In the Ancient Tradition
I live within the ancient tradition:
the poet as mountain recluse,
withdrawn and hidden,
a life of genteel poverty,
a quiet life of meditation,
which gives me lots of time
to gnash my teeth and worry over
how I want to be known and read
by everyone and have admirers
everywhere and lots of money!
Dilemma
I want to be
famous
so I can be
humble
about being
famous.
What good is my
humility
when I am
stuck
in this
obscurity?
Literary and Historical Notes:
It's the birthday of novelist Toni Morrison, born Chloe Anthony Wofford, in Lorain, Ohio (1931), who won the Nobel Prize for Literature (1993). Her first novel, The Bluest Eye (1970), was about a black teenage girl who's obsessed with white standards and longs to have blue eyes. Beloved, winner of the Pulitzer Prize (1987), was based on a true story of a runaway slave who, just as she is recaptured, kills her baby daughter to spare her from slavery. Toni Morrison, who said: "I always get up and make a cup of coffee while it is still dark-it must be darkand then I drink the coffee and watch the light come... Writers all devise ways to approach that place where they expect to make the contact, where they become the conduit, or where they engage in this mysterious process. For me, light is the signal in the transition. It's not being in the light, it's being there before it arrives. It enables me, in some sense."
It's the birthday of editor and writer Helen Gurley Brown, born in Green Forest, Arkansas (1922). Her first book, Sex and the Single Girl (1962), was an immediate hit. In brief, her advice to single women was, "Be smart, be charming, and be good in bed." Three years later (1965), Brown was named editor of the languishing women's magazine Cosmopolitan, which she quickly revamped into a slick, extended advice column for young, single, urban working women.
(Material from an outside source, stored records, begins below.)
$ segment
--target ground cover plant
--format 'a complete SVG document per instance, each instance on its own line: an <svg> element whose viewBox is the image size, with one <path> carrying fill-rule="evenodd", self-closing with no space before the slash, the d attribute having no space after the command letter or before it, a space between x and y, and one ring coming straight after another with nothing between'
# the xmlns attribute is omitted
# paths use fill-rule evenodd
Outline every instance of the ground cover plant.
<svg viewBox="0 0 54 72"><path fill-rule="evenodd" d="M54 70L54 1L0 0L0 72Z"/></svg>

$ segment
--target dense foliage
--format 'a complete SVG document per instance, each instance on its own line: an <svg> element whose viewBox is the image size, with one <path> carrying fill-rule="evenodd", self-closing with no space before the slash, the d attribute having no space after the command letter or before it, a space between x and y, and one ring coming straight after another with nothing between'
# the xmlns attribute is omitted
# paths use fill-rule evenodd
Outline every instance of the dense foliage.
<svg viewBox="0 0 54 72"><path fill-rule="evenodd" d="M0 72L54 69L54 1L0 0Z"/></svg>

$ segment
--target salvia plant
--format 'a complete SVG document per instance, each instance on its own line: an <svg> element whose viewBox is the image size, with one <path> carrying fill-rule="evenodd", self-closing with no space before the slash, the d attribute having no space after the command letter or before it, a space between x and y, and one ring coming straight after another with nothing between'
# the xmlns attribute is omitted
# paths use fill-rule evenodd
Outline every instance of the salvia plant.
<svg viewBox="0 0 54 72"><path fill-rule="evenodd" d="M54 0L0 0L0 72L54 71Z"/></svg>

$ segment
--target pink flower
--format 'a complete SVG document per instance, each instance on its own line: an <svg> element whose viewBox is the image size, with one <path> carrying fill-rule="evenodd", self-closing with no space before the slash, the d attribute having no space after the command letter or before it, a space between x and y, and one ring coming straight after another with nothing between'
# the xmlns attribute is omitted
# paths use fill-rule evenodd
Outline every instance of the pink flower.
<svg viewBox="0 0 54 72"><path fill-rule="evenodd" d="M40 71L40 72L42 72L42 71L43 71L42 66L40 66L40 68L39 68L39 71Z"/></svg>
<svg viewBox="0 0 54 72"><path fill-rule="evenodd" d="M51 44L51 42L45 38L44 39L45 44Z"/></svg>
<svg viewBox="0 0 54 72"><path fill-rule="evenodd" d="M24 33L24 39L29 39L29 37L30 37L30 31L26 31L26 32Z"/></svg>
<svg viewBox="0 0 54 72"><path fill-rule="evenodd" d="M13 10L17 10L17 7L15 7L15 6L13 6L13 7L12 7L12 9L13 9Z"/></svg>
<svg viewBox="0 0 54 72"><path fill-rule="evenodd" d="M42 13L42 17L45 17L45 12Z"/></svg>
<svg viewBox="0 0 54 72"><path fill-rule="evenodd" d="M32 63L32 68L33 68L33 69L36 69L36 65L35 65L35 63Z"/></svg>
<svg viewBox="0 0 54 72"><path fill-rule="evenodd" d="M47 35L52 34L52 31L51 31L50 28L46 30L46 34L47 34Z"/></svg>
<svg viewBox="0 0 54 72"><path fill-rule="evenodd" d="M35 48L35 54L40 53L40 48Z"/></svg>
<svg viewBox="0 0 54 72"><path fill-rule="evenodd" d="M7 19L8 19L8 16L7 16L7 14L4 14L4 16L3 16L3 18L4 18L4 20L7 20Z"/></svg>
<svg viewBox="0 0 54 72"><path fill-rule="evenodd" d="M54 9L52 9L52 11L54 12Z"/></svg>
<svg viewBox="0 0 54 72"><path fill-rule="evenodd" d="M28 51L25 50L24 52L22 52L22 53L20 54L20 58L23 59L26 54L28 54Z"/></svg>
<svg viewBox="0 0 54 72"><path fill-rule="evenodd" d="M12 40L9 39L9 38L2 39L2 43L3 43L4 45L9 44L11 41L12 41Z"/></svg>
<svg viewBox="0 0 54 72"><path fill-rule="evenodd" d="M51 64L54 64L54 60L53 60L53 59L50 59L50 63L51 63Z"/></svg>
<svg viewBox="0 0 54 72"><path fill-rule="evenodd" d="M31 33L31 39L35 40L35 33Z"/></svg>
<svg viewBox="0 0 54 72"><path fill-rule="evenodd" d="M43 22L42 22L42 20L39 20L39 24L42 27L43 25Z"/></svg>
It's the birthday of novelist Wallace Stegner, born in Lake Mills, Iowa (1909). His novels were mostly set in the American West: Angle of Repose (1971-Pulitzer Prize); Big Rock Candy Mountain (1943); The Spectator Bird (1976-National Book Award); and Crossing to Safety (1987). He also wrote several works of historical nonfiction set in the Western United States, including Mormon Country (1942) and Beyond the Hundredth Meridian (1954). He died in Santa Fe in 1993. He said, "I may not know who I am, but I know where I'm from."
It's the birthday of Surrealist writer André Breton, born in Tinchebray, France (1896). In his novel Nadja (1928), Breton defined Surrealist thought as "Pure psychic automatism, by which it is intended to express, whether verbally or in writing, or in any other way, the real process of thought."
It's the birthday of Yiddish humorist and writer Sholem Aleichem, born Sholem Yakov Rabinowitz, in Pereyaslav, Ukraine (1859). At 24 he published his first book in Yiddish, and would produce more than 40 such volumes during the remaining 33 years of his life. He was a great supporter of all things Yiddish including other Yiddish writers and a newspaper he edited. He also wrote Yiddish stories for children, and helped found the Yiddish Art Theater in New York, two years before he died. A collection of his short stories was adapted as the libretto for the musical comedy The Fiddler on the Roof (1964).